Water risk and water stress

Lesson 9.3

Key takeaway

Water risk is not just about how much water you use; it is about how exposed your business is to water-related disruption (physical, regulatory, social, market). CDP's water risk questions ask you to identify, quantify, and manage water risks across the value chain. Most companies have done basic water risk work but have not extended it to suppliers, customers, or specific quantified financial impact. This lesson explains the four types of water risk and how to disclose them at Leadership tier.

The four types of water risk

CDP groups water risks into four categories. Most companies have exposure to all four but focus on one or two.

TypeWhat it coversExample
PhysicalDirect disruption from water availability, quality, or extreme eventsDrought reducing operations; flooding damaging plants; deteriorating quality requiring more treatment
RegulatoryRestrictions on withdrawal, discharge, or pricingState limits on groundwater extraction; effluent quality standards tightening; water pricing
Reputational / communityConflicts with communities or pressure groups over local water resourcesPublic protests at bottling plants; investor pressure on water-stressed operations; consumer boycotts
Market / supply chainSuppliers' water-related disruptions affecting your operationsDrought in cotton-growing regions affecting apparel supply; supplier water shutdowns affecting electronics

A scoring-quality disclosure shows risks across multiple types.
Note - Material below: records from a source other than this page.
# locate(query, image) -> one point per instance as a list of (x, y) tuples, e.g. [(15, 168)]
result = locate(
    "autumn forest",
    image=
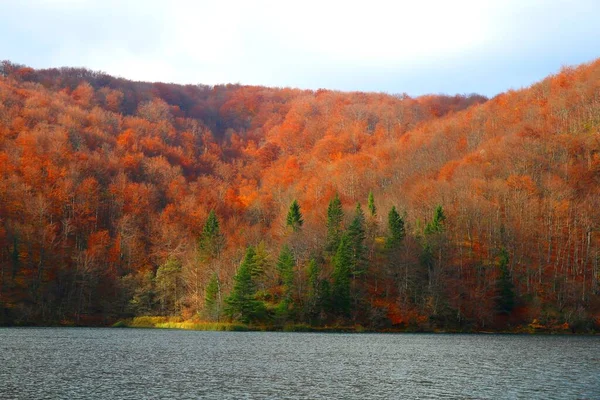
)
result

A response that lists only physical risks misses the regulatory and reputational exposure (which is often more material in the medium term).

What CDP wants per disclosed risk

The structure mirrors the climate risk disclosure (Module 3 Lesson 4.1):

  • Risk type
  • Driver (the specific water issue causing the risk)
  • Geographic location (basin, region, country)
  • Time horizon
  • Likelihood
  • Magnitude (qualitative + quantitative)
  • Financial impact figure
  • Description of mechanism
  • Mitigation strategy

For water specifically, CDP also wants:

  • Basin context. Why is this risk emerging? What stress score? What are local stakeholder dynamics?
  • Quantitative water exposure. Volumes of water at risk, plant capacity at risk.
  • Financial impact methodology. How you converted physical risk into financial impact.

Quantifying water risk

This is where most companies underclaim. Translating water risk into financial impact requires:

  • Asset-level vulnerability. Which plants would be affected by a 30 percent reduction in basin water availability? Which suppliers would be disrupted by a 1-in-10-year drought?
  • Operational impact assumptions. If a plant has reduced water availability, by what percentage does production fall? Can production shift to other plants?
  • Financial conversion. What is the revenue, margin, or asset value at risk?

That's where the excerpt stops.